Quote:
Originally Posted by
Lucas_G
About the 67 width for AB, I have grown more septical. Because of the recommendation of others I have tried it several times, but it seems to me a kind of "compromise". With smaller distances there seems to be more coherence to the sound stage. I often use 42 for small ensembles up to 50 cm for medium sized groups. For large orchestra I either choose very wide (150 to 250 cm) and fix the whole in the middle with other mics, or try to broaden things a little with outriggers.
With this sort of determination on site, pre-concert or pre-recording session, you're going to be making your spacing decisions on headphones or portable-enough monitor speakers in a (very likely) untreated general purpose room or office or green room...unless you're lucky enough to be in a facility which accommodates regular recordings, and has thus created a dedicated control room ?
So you're making decisions about relative phase integrity, stereo image width, bass extension etc on a set of compromised transducers, in a relatively unknown or hostile room. Maybe you even have a goniometer running on your DAW, or patched into a spare mixer channel ?
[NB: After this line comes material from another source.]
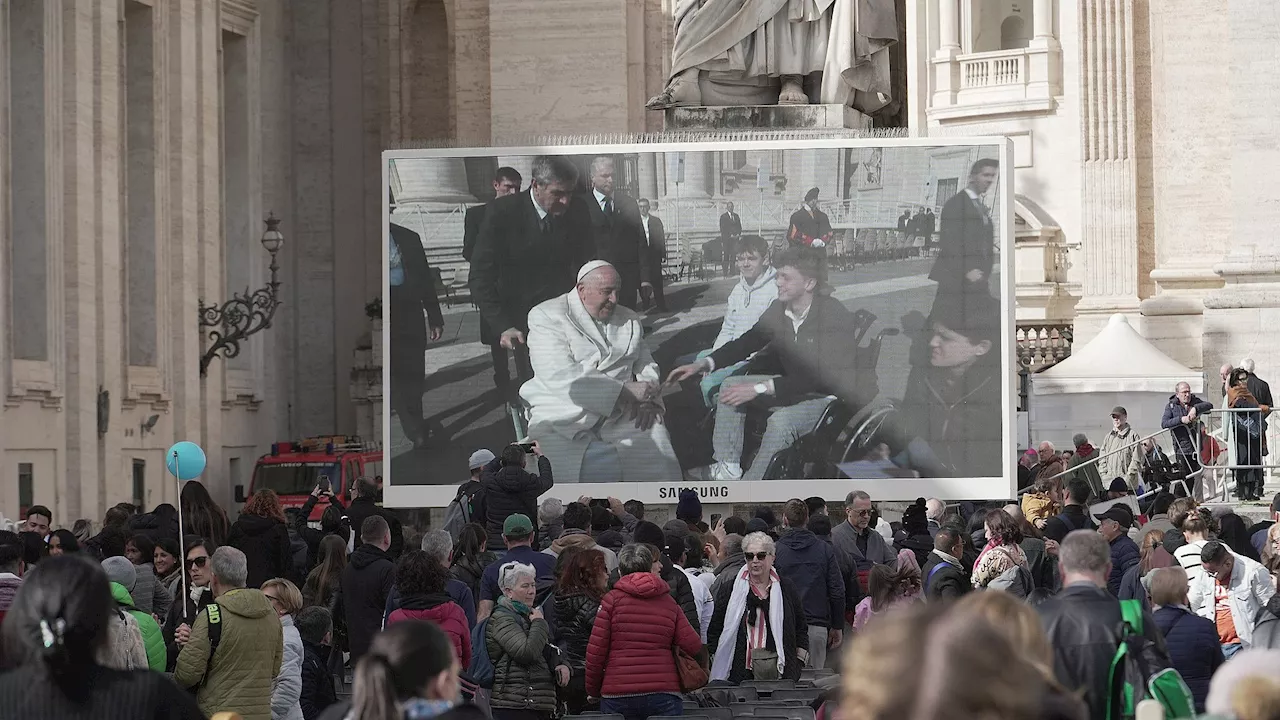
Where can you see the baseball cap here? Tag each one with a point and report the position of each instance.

You can see where this is going...you're going to be relying on your knowledge of the venue, the size and scale of the ensemble (and the material to be played) and probably also upon: 1) your little notebook which you religiously carry with you to all such events...which contains details of mic type and spacing, and measurements/comments pertaining to prior successful (or otherwise) recording events there; 2) safety measures such as 4 mics on a single bar; 3) 'golden ratios' or 67 cms or other fallbacks which have had more global and general application for yourself and others in the past (ie they've been used on commercial CD releases, for example !)
Whatever data translates successfully to generating a satisfying stereo image back at base, and informs your mic placement practice at the venue, is valuable information...in what's often a compromised monitoring situation at the source of it all.